Additive Manufacturing of Tailored Blank for Sheet-Bulk Metal Forming Processes

Functional integration and lightweight construction pose increasing demands on manufacturing processes and require innovative approaches. In this context, sheet-bulk metal forming combines the advantages of conventional sheet and bulk forming processes expanding the limitations of these particular processes. However, the intended three-dimensional material flow contains major challenges regarding the material flow control. To enhance material flow control and part quality the application of process-adapted semi-finished products is an expedient approach for sheet-bulk metal forming processes.

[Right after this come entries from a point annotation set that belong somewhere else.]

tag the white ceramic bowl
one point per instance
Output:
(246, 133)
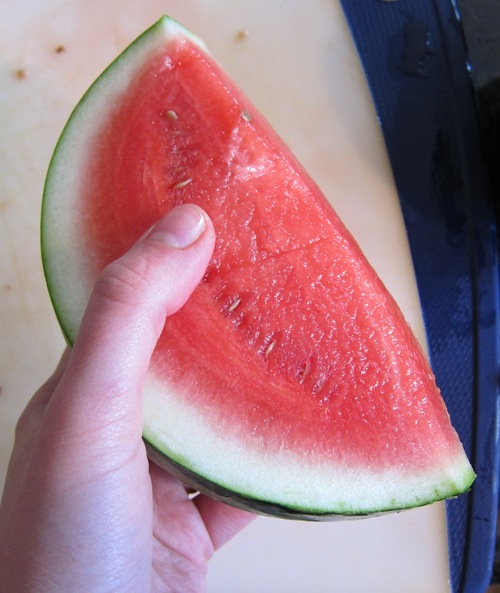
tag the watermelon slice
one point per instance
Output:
(290, 383)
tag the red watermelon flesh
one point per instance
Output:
(290, 377)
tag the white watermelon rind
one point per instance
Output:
(69, 286)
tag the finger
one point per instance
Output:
(222, 521)
(125, 316)
(34, 410)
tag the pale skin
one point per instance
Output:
(83, 509)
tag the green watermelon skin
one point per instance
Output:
(291, 364)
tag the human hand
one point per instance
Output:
(83, 510)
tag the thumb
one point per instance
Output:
(125, 317)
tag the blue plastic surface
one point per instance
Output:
(415, 59)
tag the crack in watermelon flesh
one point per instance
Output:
(290, 351)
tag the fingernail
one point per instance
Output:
(180, 227)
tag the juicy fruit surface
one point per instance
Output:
(290, 343)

So-called Tailored Blanks have a process-adapted sheet thickness profile or combine different mechanical properties within a single blank and were applied in the 1980s for the first time. Since then tailored approaches gained in importance and find broad application in research and industry. At present, various technologies are used to manufacture Tailored Blanks. The Tailored Blanks applied in sheet-bulk metal forming are often manufactured by sheet-bulk metal forming processes themselves. The achievable gradient in thickness depends on various factors but is eventually constraint by the material volume of the initial blank. In this regard, Additive Manufacturing offers new possibilities to overcome those limitations and to expand the limits of sheet-bulk metal forming processes further. Additional material can be allocated with high geometric flexibility. Besides the allocation of additional material, this technology allows the manufacturing of discrete functional elements within the production of Tailored Blanks. In this investigation, Tailored Blanks made out of stainless steel are produced using sheet material and additively manufactured elements. These Tailored Blanks are processed in a deep drawing and a subsequent upsetting operation to manufacture a functional component with an external gearing. Conventional sheet material is also processed to compare the resulting part properties and to evaluate the different semi-finished product strategies. For this purpose, an analysis of geometrical as well as mechanical Tailored Blank properties is conducted. Furthermore, the part properties after deep drawing and upsetting are analysed. The investigation evaluates the potential for Tailored Blanks consisting of sheet metal with additively manufactured elements in sheet-bulk metal forming and conclusively points out the need for further research in this field.